# Help spec my DIY full susp conversions!!!



## money d (Mar 11, 2006)

I've procured two full susp mt bikes on which to perform a DIY ebike conversion, one for me one for the wife. 
Mine is a 2014 Spec Stumpjumper FSR Elite 29er XL - I'm 6'5 270lbs. I've mtb'ed since the days of DaleRider here on MTBR. I was thinking mid-drive BBSHD. I'd hate to build this and be unhappy with the power. My concerns are which battery and where to put it? I'm concerned about the motor hanging a little low, but I'm getting older and won't be jumping logs much.
The wife's is a 2006 C'dale Prophet.
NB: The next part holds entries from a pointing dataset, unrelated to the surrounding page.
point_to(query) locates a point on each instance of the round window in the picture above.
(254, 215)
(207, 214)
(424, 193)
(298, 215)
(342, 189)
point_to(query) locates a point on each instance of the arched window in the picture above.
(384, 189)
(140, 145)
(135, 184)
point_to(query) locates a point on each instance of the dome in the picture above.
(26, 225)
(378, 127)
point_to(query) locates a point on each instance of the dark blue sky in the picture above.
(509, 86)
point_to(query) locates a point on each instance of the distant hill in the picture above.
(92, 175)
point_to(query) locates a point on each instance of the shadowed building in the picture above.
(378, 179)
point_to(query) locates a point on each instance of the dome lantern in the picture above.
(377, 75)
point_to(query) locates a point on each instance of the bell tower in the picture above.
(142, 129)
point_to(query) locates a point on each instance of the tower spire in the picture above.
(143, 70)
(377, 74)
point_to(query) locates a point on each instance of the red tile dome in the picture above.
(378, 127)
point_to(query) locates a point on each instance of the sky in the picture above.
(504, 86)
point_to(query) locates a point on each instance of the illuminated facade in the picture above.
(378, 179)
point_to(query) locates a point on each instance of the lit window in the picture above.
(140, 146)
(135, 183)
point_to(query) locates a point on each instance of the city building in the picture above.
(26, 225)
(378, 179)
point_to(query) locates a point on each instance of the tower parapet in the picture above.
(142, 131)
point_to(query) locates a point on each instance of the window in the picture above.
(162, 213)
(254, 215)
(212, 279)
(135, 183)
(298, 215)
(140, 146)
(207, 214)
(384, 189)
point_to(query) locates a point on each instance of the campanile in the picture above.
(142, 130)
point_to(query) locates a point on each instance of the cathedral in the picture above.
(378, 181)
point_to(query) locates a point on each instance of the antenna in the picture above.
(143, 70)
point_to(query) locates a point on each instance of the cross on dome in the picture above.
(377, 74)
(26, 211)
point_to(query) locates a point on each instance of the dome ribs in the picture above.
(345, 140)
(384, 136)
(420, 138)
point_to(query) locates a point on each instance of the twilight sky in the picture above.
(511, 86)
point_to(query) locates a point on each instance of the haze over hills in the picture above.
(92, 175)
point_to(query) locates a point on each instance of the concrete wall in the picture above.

The wife is 5'7 and skinny, but doesn't MTB much (hence getting the diy ebike to foster passion?) I was thinking rear hub (Lefty fork) 500 watts since she is light and it would be cheaper. But I keep reading that rear hub conversions are tricky/difficult and wonder if I should just get a mid-drive. Location of the battery is another problem, as the shock of the prophet takes up most of the triangle. Rear rack sounds like the best idea here.

My bike will be used for actual mt biking as well as fun with the family/easy rides. The wife's will mostly be easy rides, with some logging roads thrown in.

Thoughts? BBSHD with a 48 or 52v 20ah battery for me? Rear hub or mid-drive for the wife? Motor and battery spec recommendations?

Thanks in advance.


----------



## minimusprime (May 26, 2009)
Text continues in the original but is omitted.